4. Use structured logging and monitoring instead of manual memory manipulation

Instrument your Buffalo routes to observe DynamoDB interactions without inserting raw free calls. This aligns with secure runtime practices and simplifies audits.

func InstrumentedHandler(c buffalo.Context) error {
    start := time.Now()
    var item Item
    if err := c.Bind(&item); err != nil {
        return err
    }
    svc := dynamodb.New(session.New())
    // Log and monitor, do not free
    defer func() {
        log.Printf("dynamodb call duration=%v", time.Since(start))
    }()
    _, err := svc.Scan(&dynamodb.ScanInput{TableName: aws.String("Items")})
    return err
}

By following these patterns, you reduce the risk of double-free conditions in Buffalo applications that interact with DynamoDB, ensuring memory safety and more predictable runtime behavior.

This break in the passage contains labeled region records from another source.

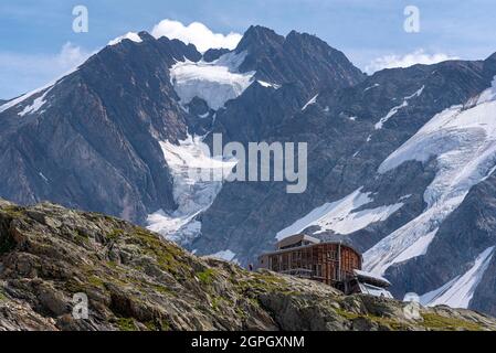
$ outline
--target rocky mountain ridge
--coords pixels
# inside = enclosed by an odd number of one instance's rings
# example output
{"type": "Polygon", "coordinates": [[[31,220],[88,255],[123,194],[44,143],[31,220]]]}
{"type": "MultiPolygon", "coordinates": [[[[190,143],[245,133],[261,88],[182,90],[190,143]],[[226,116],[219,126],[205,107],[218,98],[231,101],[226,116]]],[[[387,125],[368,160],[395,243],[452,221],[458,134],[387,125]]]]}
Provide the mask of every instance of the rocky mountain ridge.
{"type": "Polygon", "coordinates": [[[0,200],[0,330],[496,330],[468,310],[421,308],[189,255],[95,213],[0,200]],[[88,318],[72,314],[88,298],[88,318]]]}
{"type": "Polygon", "coordinates": [[[292,233],[348,242],[398,298],[496,314],[496,54],[366,76],[316,36],[263,26],[203,55],[146,32],[114,42],[0,106],[0,196],[120,216],[242,265],[292,233]],[[215,132],[308,142],[307,191],[188,178],[215,132]]]}

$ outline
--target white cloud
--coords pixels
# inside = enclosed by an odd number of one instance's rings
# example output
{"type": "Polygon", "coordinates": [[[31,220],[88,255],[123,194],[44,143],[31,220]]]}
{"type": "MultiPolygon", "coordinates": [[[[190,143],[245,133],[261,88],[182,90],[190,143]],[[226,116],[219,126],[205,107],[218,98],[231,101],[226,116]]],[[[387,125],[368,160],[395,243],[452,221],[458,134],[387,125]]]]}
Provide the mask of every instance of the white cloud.
{"type": "Polygon", "coordinates": [[[13,98],[35,89],[81,65],[89,52],[65,43],[55,54],[20,54],[0,52],[0,98],[13,98]]]}
{"type": "Polygon", "coordinates": [[[179,21],[163,20],[151,30],[155,38],[167,36],[178,39],[187,44],[194,44],[200,52],[209,49],[225,47],[233,50],[241,41],[242,35],[231,32],[226,35],[213,33],[208,26],[200,22],[184,25],[179,21]]]}
{"type": "Polygon", "coordinates": [[[460,57],[450,56],[444,53],[429,54],[425,53],[424,50],[420,49],[405,55],[384,55],[377,57],[369,65],[367,65],[365,69],[367,73],[373,74],[374,72],[383,68],[409,67],[415,64],[431,65],[447,60],[457,58],[460,57]]]}

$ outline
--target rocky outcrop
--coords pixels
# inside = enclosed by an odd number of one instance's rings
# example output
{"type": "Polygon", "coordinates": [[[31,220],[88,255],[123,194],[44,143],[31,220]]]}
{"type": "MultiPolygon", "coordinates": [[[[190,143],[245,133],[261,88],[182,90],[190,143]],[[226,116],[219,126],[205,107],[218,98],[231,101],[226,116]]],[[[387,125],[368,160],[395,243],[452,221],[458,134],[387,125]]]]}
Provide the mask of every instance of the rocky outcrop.
{"type": "Polygon", "coordinates": [[[198,258],[101,214],[0,201],[0,330],[496,330],[407,306],[198,258]],[[72,314],[81,293],[87,319],[72,314]]]}

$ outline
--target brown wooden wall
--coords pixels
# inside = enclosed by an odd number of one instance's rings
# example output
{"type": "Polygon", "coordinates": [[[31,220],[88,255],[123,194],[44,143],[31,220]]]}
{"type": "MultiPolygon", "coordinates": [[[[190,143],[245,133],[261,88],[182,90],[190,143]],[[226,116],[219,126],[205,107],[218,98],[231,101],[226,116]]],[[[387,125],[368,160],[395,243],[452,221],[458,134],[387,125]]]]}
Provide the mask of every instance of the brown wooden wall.
{"type": "Polygon", "coordinates": [[[307,247],[287,249],[262,257],[263,267],[276,272],[308,277],[327,285],[352,276],[353,269],[361,269],[361,255],[339,244],[324,243],[307,247]],[[339,264],[340,263],[340,264],[339,264]]]}

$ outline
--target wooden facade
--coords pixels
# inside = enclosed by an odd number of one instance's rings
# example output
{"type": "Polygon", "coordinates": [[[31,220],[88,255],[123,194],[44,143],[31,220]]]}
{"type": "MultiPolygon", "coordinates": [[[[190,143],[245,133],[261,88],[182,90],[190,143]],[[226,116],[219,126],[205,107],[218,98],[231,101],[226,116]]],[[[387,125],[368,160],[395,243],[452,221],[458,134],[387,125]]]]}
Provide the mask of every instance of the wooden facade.
{"type": "Polygon", "coordinates": [[[260,257],[260,266],[275,272],[304,277],[329,286],[352,278],[355,269],[361,269],[362,257],[353,248],[340,243],[316,243],[287,246],[260,257]]]}

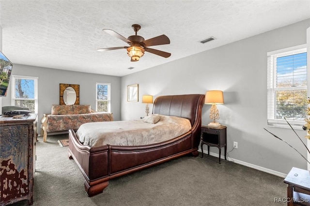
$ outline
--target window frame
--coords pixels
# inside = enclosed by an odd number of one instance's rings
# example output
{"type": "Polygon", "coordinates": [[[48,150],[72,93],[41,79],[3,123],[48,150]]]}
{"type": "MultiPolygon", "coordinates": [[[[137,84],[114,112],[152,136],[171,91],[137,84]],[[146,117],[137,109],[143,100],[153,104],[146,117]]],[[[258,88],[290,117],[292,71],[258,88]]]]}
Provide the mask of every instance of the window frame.
{"type": "Polygon", "coordinates": [[[15,101],[16,100],[20,101],[34,101],[34,113],[38,114],[38,80],[39,77],[37,76],[24,76],[20,75],[12,75],[11,76],[12,81],[11,81],[11,88],[12,89],[11,104],[12,105],[15,105],[15,101]],[[15,89],[15,86],[16,79],[29,79],[34,81],[34,98],[16,98],[16,91],[15,89]]]}
{"type": "Polygon", "coordinates": [[[108,111],[103,112],[111,112],[111,84],[104,83],[101,82],[96,82],[96,112],[98,112],[98,101],[108,102],[108,111]],[[97,99],[98,94],[98,85],[107,85],[108,86],[108,100],[101,100],[97,99]]]}
{"type": "MultiPolygon", "coordinates": [[[[290,56],[293,54],[297,54],[301,53],[307,52],[307,44],[301,44],[295,46],[286,48],[282,49],[273,51],[267,53],[267,125],[270,127],[275,127],[283,128],[290,128],[291,127],[286,122],[285,119],[276,119],[276,92],[281,90],[307,90],[307,85],[304,86],[292,87],[289,89],[288,88],[276,88],[276,76],[275,74],[276,73],[276,68],[275,68],[275,59],[281,57],[290,56]]],[[[308,59],[307,59],[307,61],[308,59]]],[[[308,66],[308,65],[307,65],[308,66]]],[[[306,75],[308,85],[308,67],[306,75]]],[[[306,115],[307,111],[305,111],[306,115]]],[[[288,122],[294,129],[302,130],[302,125],[305,124],[304,120],[287,119],[288,122]]]]}

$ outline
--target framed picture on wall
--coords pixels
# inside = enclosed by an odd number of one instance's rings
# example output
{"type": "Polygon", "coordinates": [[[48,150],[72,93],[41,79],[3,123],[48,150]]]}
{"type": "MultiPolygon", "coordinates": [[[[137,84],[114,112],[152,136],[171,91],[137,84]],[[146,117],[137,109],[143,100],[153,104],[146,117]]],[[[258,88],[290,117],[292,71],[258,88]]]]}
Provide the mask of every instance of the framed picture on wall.
{"type": "Polygon", "coordinates": [[[127,86],[127,101],[139,102],[139,85],[128,85],[127,86]]]}

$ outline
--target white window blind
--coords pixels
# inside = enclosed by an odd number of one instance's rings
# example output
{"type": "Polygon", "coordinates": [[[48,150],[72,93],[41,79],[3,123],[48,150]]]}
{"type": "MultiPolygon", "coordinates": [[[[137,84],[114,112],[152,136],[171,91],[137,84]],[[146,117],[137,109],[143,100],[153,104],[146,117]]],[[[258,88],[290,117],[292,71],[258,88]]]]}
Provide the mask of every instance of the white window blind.
{"type": "Polygon", "coordinates": [[[108,83],[96,83],[96,111],[110,112],[111,85],[108,83]]]}
{"type": "Polygon", "coordinates": [[[268,125],[302,129],[307,117],[305,44],[268,52],[268,125]]]}
{"type": "Polygon", "coordinates": [[[37,77],[12,75],[12,105],[28,107],[38,113],[37,77]]]}

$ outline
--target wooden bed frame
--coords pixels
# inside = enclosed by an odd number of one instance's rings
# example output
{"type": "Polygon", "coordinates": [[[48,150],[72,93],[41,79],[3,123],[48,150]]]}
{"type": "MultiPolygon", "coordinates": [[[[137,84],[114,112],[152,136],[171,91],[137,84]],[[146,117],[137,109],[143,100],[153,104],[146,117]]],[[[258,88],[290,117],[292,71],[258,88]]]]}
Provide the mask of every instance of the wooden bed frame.
{"type": "Polygon", "coordinates": [[[162,96],[156,98],[153,114],[180,117],[189,119],[191,130],[173,139],[142,146],[105,145],[91,147],[78,141],[69,131],[69,158],[73,159],[85,178],[90,196],[102,192],[109,179],[191,153],[198,156],[200,141],[202,94],[162,96]]]}

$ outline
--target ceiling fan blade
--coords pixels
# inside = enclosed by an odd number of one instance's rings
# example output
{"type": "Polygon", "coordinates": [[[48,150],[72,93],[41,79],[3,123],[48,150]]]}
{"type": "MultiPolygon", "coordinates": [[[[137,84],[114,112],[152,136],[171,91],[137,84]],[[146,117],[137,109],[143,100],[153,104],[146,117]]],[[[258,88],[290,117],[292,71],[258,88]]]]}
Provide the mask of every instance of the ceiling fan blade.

Frequently Asked Questions

Can middleBrick detect double free risks in Buffalo applications that use DynamoDB?
middleBrick scans the unauthenticated attack surface of your API and can identify insecure patterns related to memory handling and endpoint behavior. While it does not directly detect low-level double free conditions in Go binaries, its findings highlight risky integrations and provide remediation guidance to review pointer lifetimes and resource management around DynamoDB interactions.
Does using the Buffalo framework with the AWS SDK for DynamoDB require special memory management precautions?
Yes. When Buffalo handlers interact with DynamoDB via the AWS SDK, avoid manual memory deallocation on objects that may be referenced by SDK clients or middleware. Prefer request-scoped clients and let Go’s garbage collector manage memory. Use tools like middleBrick to validate that your API endpoints follow secure coding practices and do not expose unsafe patterns.